Solved

Timeseries creation - how to make it faster

  • 7 August 2023
  • 7 replies
  • 141 views

Badge +2

Hi 

I have a final computed dataframe that looks like this. sample set alone listed here (15 rows)

 

There are 570 records. I need to create timeseries for sumprod and derivedYields columns as per the value in Yieldcode. I have written the code and it is running and timeseries is getting created. But it is running slow. How to make it get done faster?
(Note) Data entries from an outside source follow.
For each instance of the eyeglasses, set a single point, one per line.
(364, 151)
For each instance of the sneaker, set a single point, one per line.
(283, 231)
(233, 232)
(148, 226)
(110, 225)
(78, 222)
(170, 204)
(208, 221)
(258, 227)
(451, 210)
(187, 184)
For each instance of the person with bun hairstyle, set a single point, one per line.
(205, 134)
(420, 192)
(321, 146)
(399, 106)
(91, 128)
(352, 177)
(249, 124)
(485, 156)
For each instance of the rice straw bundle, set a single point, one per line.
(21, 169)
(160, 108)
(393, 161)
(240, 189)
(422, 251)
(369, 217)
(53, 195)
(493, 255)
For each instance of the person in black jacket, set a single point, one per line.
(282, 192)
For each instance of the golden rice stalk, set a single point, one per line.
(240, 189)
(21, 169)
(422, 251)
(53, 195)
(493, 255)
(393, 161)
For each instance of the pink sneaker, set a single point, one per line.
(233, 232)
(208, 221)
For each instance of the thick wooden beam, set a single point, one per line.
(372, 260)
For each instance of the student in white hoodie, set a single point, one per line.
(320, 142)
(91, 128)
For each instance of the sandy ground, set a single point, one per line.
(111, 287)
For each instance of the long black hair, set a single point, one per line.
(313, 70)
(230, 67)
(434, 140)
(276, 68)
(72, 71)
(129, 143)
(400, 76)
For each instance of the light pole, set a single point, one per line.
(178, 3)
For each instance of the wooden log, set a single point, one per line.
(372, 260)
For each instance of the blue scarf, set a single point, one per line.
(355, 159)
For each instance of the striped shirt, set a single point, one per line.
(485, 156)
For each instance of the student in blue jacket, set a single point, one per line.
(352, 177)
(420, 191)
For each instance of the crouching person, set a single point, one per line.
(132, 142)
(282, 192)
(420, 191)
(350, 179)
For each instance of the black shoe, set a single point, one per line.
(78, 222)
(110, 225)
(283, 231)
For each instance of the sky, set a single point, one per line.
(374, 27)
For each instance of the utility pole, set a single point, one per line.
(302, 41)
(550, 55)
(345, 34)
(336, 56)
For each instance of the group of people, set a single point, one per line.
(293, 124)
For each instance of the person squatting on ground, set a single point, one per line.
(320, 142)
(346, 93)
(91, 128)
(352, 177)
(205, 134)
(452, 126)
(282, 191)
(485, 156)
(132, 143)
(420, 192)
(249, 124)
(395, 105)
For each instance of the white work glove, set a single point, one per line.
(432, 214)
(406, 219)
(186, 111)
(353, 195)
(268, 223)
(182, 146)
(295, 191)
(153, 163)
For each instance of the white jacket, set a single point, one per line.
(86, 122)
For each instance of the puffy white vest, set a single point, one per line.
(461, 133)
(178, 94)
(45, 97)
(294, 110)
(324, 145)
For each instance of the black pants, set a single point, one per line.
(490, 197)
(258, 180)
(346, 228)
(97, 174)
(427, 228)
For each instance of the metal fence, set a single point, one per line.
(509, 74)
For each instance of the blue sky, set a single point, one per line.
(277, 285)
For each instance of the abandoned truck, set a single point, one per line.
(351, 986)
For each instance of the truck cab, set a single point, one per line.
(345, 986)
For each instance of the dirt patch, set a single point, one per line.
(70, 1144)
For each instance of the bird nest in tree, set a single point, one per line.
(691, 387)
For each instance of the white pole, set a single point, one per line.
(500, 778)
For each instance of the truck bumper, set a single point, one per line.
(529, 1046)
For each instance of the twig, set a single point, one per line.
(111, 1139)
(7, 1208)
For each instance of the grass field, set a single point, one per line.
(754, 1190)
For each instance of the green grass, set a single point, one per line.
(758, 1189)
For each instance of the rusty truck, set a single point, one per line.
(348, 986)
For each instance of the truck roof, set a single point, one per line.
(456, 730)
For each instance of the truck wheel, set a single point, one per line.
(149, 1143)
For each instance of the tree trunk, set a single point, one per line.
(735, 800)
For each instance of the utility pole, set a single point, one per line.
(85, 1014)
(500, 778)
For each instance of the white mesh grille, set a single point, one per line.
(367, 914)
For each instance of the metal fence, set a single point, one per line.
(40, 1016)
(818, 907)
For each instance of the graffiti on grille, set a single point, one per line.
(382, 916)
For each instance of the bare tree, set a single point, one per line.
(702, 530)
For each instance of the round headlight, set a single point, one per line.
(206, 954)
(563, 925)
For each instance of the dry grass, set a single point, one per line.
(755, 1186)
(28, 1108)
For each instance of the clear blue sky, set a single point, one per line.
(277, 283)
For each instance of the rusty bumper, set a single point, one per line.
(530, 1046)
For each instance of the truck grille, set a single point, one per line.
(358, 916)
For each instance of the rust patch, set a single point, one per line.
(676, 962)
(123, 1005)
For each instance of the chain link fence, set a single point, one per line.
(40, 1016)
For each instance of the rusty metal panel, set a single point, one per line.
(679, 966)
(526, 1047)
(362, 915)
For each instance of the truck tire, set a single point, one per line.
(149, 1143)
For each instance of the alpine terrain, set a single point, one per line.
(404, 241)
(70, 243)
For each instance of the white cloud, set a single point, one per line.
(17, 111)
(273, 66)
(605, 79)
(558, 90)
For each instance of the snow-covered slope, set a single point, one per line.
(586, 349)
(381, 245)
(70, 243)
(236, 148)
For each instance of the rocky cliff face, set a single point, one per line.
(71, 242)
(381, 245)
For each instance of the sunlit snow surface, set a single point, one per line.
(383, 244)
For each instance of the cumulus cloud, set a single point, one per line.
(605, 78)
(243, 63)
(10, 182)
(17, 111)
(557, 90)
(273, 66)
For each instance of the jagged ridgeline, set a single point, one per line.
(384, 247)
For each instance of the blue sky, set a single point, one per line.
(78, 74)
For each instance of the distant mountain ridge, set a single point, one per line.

Any best method? Please advise

 

    sumprod Yieldcode Rank Group derivedYields MBBLD Vol LP-Class
1 532 0.009636 VBALFG1 1 VBAL 0.009636 3.524946 FG1
2 533 0 VBALLP1 2 VBAL 0 0 LP1
3 534 0.210269 VBALFN1 3 VBAL 0.218807 80.0382 FN1
4 535 0.037774 VBALLW1 4 VBAL 0 0 LW1
5 536 0.048263 VBALSK1 5 VBAL 0.094867 34.70158 SK1
6 537 0.017368 VBALHK1 6 VBAL 0 0 HK1
7 538 0.128149 VBALSR1 7 VBAL 0.142624 52.17094 SR1
8 539 0.014722 VBALDS1 8 VBAL 0 0 DS1
9 540 0.034342 VBALAG1 9 VBAL 0.034588 12.65213 AG1
10 541 0.00965 VBALLV1 10 VBAL 0.00965 3.529802 LV1
11 542 0.12273 VBALMV1 11 VBAL 0.151158 55.29262 MV1
12 543 0.028428 VBALSV1 12 VBAL 0 0 SV1
13 544 0.042119 VBALHV1 13 VBAL 0.077783 28.45268 HV1
14 545 0.035664 VBALXV1 14 VBAL 0 0 XV1
15 546 0.260887 VBALVR1 15 VBAL 0.260887 95.43076 VR1

 

 

 


# Function to create or update timeseries and datapoints
def create_or_update_timeseries_and_datapoint(yieldcode, column_name, value):
timeseries_external_id = f"ts-YT-LP-{yieldcode}-{column_name.lower()}"
existing_timeseries = client.time_series.retrieve(external_id=timeseries_external_id)

if not existing_timeseries:
# Create the timeseries if it doesn't exist
ts = TimeSeries(asset_id=1186599902844586,external_id=timeseries_external_id,name=f"ts-YT-LP-{yieldcode}-{column_name}",is_string=False)
timeseries = client.time_series.create(time_series=ts)
else:
timeseries = existing_timeseries

# Prepare datapoint
datapoint = [
(datetime.datetime.utcnow(),value),
]

# Store the datapoint
client.time_series.data.insert(id=timeseries.id,datapoints=datapoint)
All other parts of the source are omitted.